While there is nothing *outright* wrong with the existing implementation, it can however lead to increased memory usage in one particular case (that I completely overlooked when implementing this): For "data:"-URLs, which by definition contains the entire PDF document and can thus be arbitrarily large, we obviously want to avoid sending, storing, and/or logging the "raw" docBaseUrl in that case. To address this, this patch makes the following changes: - Ignore any non-string in the `docBaseUrl` option passed to `getDocument`, since those are unsupported anyway, already on the main-thread. - Ignore "data:"-URLs in the `docBaseUrl` option passed to `getDocument`, to avoid having to send what could potentially be a *very* long string to the worker-thread. - Parse the `docBaseUrl` option *directly* in the `BasePdfManager`-constructors, on the worker-thread, to avoid having to store the "raw" docBaseUrl in the first place.
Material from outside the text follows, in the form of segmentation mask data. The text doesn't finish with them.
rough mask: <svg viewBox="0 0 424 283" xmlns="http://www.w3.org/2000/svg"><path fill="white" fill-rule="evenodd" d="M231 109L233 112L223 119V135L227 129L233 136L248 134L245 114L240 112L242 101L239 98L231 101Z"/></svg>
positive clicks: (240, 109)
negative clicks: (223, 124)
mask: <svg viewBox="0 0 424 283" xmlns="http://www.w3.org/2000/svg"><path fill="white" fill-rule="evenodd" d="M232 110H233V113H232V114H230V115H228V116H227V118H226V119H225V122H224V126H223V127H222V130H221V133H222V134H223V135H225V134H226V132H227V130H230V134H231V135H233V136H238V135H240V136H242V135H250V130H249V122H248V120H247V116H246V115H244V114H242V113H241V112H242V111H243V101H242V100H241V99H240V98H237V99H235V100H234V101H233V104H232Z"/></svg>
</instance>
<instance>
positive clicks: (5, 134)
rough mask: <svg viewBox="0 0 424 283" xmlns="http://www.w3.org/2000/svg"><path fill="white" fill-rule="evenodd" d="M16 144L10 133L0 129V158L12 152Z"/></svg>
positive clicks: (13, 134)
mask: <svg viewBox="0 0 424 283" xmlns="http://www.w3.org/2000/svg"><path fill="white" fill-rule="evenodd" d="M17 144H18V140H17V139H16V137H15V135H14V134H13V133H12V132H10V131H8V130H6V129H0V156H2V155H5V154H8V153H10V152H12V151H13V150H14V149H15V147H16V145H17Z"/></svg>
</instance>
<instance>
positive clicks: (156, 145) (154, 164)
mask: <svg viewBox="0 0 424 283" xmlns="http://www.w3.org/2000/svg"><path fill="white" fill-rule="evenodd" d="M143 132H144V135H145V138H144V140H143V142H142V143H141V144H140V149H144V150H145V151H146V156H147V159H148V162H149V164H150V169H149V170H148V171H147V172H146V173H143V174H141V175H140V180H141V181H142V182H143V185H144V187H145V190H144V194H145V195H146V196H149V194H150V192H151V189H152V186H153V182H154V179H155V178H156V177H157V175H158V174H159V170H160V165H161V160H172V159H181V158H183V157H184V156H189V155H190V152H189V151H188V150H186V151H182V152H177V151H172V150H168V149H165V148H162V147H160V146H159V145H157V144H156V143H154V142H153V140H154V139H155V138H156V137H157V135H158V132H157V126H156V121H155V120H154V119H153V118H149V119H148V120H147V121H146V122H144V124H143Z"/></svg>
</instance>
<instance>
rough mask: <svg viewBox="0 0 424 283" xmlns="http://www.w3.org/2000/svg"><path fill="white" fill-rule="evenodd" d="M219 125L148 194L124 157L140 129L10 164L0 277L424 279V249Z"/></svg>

2025-07-09 09:45:42 +02:00 · 2021-03-16 11:56:39 +01:00 · 2021-03-16 11:56:39 +01:00 · c4c7216171
commit c4c7216171
parent bd9dee1544
3 changed files with 26 additions and 18 deletions
--- a/src/display/api.js
+++ b/src/display/api.js
@ -40,6 +40,7 @@ import {
  deprecated,
  DOMCanvasFactory,
  DOMCMapReaderFactory,
+  isDataScheme,
  loadScript,
  PageViewport,
  RenderingCancelledException,
@ -285,6 +286,15 @@ function getDocument(src) {
  params.fontExtraProperties = params.fontExtraProperties === true;
  params.pdfBug = params.pdfBug === true;

+  if (
+    typeof params.docBaseUrl !== "string" ||
+    isDataScheme(params.docBaseUrl)
+  ) {
+    // Ignore "data:"-URLs, since they can't be used to recover valid absolute
+    // URLs anyway. We want to avoid sending them to the worker-thread, since
+    // they contain the *entire* PDF document and can thus be arbitrarily long.
+    params.docBaseUrl = null;
+  }
  if (!Number.isInteger(params.maxImageSize)) {
    params.maxImageSize = -1;
  }